Em vez de obrigar uma escolha entre produzir alimentos ou gerar energia, pesquisadores em Jaén afirmam ter encontrado uma forma de dividir a luz solar. Os painéis protótipo geram quantidades relevantes de eletricidade e, ao mesmo tempo, deixam passar luminosidade suficiente para manter hortaliças e árvores frutíferas vivas e produtivas.
Como as usinas solares começaram a bater de frente com as terras agrícolas
A transição energética europeia esbarra num fato simples e difícil de contornar: a terra é limitada. A União Europeia quer pelo menos 30% de sua energia vinda de fontes renováveis até 2030 e neutralidade climática até 2050. A energia solar em escala de usina é peça central desse plano, impulsionada pela queda no custo dos módulos e por uma onda de fabricação vinda da China.
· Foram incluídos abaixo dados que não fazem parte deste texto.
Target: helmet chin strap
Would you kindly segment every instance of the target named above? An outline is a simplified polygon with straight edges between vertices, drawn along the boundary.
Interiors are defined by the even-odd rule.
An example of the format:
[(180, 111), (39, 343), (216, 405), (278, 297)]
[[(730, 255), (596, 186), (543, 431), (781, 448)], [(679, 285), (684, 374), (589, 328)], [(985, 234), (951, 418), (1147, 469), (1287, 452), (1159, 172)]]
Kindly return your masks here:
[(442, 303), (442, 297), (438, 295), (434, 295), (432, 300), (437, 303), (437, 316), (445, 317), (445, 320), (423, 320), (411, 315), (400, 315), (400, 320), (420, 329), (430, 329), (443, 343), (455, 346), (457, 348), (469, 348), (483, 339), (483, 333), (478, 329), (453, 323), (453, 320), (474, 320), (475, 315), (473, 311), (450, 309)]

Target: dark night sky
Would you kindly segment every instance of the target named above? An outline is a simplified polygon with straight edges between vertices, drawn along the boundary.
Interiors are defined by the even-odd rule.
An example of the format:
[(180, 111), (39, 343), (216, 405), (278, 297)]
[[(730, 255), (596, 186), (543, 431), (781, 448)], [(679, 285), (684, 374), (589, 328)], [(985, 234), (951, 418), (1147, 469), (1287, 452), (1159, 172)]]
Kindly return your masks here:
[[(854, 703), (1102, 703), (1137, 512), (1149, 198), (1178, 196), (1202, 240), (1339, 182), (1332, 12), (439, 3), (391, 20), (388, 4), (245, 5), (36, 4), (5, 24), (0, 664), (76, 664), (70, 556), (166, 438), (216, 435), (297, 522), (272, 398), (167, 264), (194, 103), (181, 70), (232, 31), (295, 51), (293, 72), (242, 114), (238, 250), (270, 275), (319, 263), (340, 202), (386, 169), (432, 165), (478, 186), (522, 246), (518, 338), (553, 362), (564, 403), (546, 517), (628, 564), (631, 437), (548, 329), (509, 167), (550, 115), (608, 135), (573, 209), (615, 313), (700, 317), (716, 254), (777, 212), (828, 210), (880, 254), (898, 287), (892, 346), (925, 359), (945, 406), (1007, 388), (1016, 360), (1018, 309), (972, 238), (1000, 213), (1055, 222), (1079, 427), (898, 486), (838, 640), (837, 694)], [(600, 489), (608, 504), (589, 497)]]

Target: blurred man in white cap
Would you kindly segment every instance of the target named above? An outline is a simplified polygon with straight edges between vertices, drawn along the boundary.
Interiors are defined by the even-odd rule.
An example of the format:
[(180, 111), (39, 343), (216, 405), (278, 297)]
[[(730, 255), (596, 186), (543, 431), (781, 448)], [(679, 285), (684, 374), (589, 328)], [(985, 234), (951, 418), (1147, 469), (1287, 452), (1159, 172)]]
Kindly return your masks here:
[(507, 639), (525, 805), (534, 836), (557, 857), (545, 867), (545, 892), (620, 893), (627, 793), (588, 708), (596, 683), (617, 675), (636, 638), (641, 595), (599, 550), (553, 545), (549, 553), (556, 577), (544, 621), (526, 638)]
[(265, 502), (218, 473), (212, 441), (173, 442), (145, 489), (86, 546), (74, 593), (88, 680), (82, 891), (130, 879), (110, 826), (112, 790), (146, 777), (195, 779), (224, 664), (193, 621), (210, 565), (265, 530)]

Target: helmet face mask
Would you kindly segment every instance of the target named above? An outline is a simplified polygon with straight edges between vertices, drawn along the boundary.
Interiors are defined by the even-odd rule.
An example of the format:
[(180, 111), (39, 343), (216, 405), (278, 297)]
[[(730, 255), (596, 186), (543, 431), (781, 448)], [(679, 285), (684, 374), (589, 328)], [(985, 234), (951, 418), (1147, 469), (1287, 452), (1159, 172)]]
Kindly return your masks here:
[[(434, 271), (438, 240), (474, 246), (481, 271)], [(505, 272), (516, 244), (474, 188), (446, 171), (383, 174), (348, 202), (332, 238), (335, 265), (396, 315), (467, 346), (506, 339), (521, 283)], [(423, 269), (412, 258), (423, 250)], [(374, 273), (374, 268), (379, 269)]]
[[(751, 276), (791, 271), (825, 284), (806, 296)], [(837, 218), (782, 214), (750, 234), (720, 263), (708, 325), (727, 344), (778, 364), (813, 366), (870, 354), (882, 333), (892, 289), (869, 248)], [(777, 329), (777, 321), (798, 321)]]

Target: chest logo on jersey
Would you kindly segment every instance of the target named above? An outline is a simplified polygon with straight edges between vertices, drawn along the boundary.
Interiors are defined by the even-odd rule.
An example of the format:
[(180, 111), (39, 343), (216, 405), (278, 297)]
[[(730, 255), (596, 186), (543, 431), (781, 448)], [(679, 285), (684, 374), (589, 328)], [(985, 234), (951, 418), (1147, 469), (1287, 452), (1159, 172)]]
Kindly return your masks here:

Só que, à medida que os projetos aumentam, aumentam também os conflitos no território. Desenvolvedores procuram áreas planas e ensolaradas. Agricultores enxergam os mesmos terrenos e veem o seu sustento. Comunidades locais reagem quando fileiras de painéis substituem pomares ou pastagens. Em algumas regiões, a disputa entre solar e comida virou tema de manchete.
Essa tensão ajuda a explicar por que a agrivoltaica ganhou espaço. Em vez de empurrar a agricultura para fora, sistemas agrivoltaicos elevam os módulos ou aumentam o espaçamento, permitindo que lavouras, gado ou colmeias compartilhem o mesmo hectare. Plantas tolerantes à sombra podem se beneficiar de microclimas mais frescos e de menor evaporação. Ovelhas pastam sob as estruturas e ajudam a controlar a vegetação, enquanto apicultores usam áreas solares como fonte de forrageamento.
"A agrivoltaica tenta transformar um conflito de uso do solo em uma colheita dupla: quilowatt-hora lá em cima, calorias aqui embaixo."
A dificuldade técnica maior aparece quando os painéis ficam diretamente sobre as plantas. Módulos opacos convencionais bloqueiam a maior parte da luz, o que pode retardar o crescimento, deformar plantas ou reduzir a produtividade. Existem painéis semitransparentes, mas eles geralmente sacrificam eletricidade demais para agradar agricultores e investidores.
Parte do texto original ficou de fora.